Un appel à l’aide humanitaire mais aussi un message politique. Les chefs de tribus, à l’instar du MNLA, plaident pour la voie du dialogue. Pour eux, l’Azawad et le Mali ont souffert de l’instabilité qui règne depuis des décennies dans cette région.
Ils demandent un dialogue avec Bamako basé sur le respect de l’intégrité territoriale du Mali. Un dialogue qui ne soit pas «porteur de supercherie comme par le passé». La situation humanitaire dans le nord du Mali reste préoccupante, constate pour sa part le CICR. «Le pays fait face à une situation humanitaire difficile», affirme Jean-Nicolas Marti, chef de la délégation régionale du CICR pour le Mali et le Niger.
«Dans le nord, l’accès à l’eau potable demeure une préoccupation majeure, tant pour les populations récemment déplacées de Tinzaouatène, près de la frontière algérienne, que dans certains centres urbains de Ménaka, Tombouctou ou Gao». Depuis la reprise des hostilités au Mali de nombreuses allégations font état d’arrestations.
Le CICR poursuit son dialogue avec les parties au conflit pour avoir accès à toutes les personnes arrêtées et détenues en relation avec les hostilités, sur l’ensemble du territoire malien. Des délégués du CICR ont pu visiter des personnes détenues par les autorités maliennes, à Mopti, Sévaré et Bamako, pour évaluer leurs conditions de détention et leur traitement.
Des militaires maliens accusés d’exactions Un responsable de la communication de l’armée malienne a annoncé lundi soir à la télévision publique ORTM que des militaires «fautifs» ont été rappelés du nord du Mali, où des soldats ma-liens ont été accusés d’exactions dans le cadre de la guerre en cours contre les terroristes.
Des «éléments ont manqué de tact dans certaines situations, et le chef d’état-major général a pris des dispositions, il a rappelé les éléments fautifs qui seront mis à la disposition des autorités judiciaires », a déclaré le capitaine Modibo Naman Traoré de la direction de l’information de l’armée, à l’antenne de l’ORTM, chaîne captée à Dakar.

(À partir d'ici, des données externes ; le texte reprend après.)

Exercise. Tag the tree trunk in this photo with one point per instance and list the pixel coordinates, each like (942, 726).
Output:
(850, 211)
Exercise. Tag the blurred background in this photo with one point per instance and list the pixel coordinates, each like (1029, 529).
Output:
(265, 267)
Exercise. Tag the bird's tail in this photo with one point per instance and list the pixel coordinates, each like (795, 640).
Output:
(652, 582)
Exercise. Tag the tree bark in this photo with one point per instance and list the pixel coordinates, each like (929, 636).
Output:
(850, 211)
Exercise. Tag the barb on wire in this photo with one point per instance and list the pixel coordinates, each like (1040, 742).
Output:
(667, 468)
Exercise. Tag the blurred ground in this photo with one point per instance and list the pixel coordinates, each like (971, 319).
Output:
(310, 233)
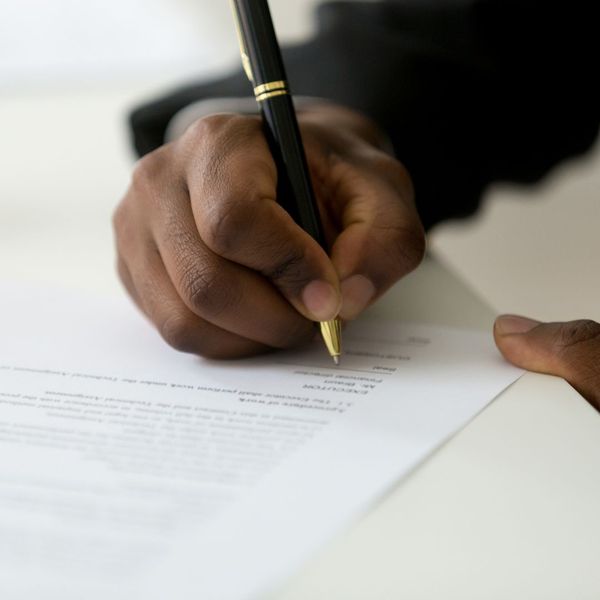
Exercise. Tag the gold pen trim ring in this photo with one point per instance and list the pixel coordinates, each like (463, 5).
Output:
(269, 87)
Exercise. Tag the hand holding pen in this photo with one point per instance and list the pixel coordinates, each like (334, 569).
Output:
(220, 267)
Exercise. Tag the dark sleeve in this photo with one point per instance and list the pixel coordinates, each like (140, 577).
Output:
(469, 91)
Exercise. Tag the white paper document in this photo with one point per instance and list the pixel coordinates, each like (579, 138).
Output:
(129, 470)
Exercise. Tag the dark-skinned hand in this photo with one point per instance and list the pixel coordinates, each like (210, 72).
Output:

Interrogé sur les accusations d’exactions contre des soldats maliens à Tombouctou (nord-ouest) et des images diffusées par «certains médias internationaux» sur ce sujet, il a répondu : «Effectivement, c’est vrai». La France a réitéré hier à Genève son appel aux autorités maliennes qui combattent des groupes terroristes dans le nord du pays à «mettre en oeuvre leurs engagements en matière de droits de l’Homme et de lutte contre l’impunité».
«Nous devons tous être vigilants face à des risques d’exactions», a déclaré la ministre déléguée auprès du ministère des Affaires étrangères, chargée de la Francophonie, Yamina Benguigui. Ces exactions sont commises dans la plupart des cas par l’armée malienne contre les populations du nord et touareg arabe.
D’autant que ces populations ne devront pas être négligées dans quelques mois, lorsque le temps sera venu, selon le gouvernement malien, d’organiser des élections libres.
Si les dates des 7 et 21 juillet ont été fixées par les autorités pour la présidentielle – elles ont annoncé ce choix le 14 février –, d’aucuns ont d’ores et déjà trouvé cette échéance prématurée. Mais délai tenu ou non, il faudra une nouvelle fois trouver les fonds nécessaires afin d’assurer le bon déroulement du scrutin et, surtout, sa sécurisation.
M. A. M.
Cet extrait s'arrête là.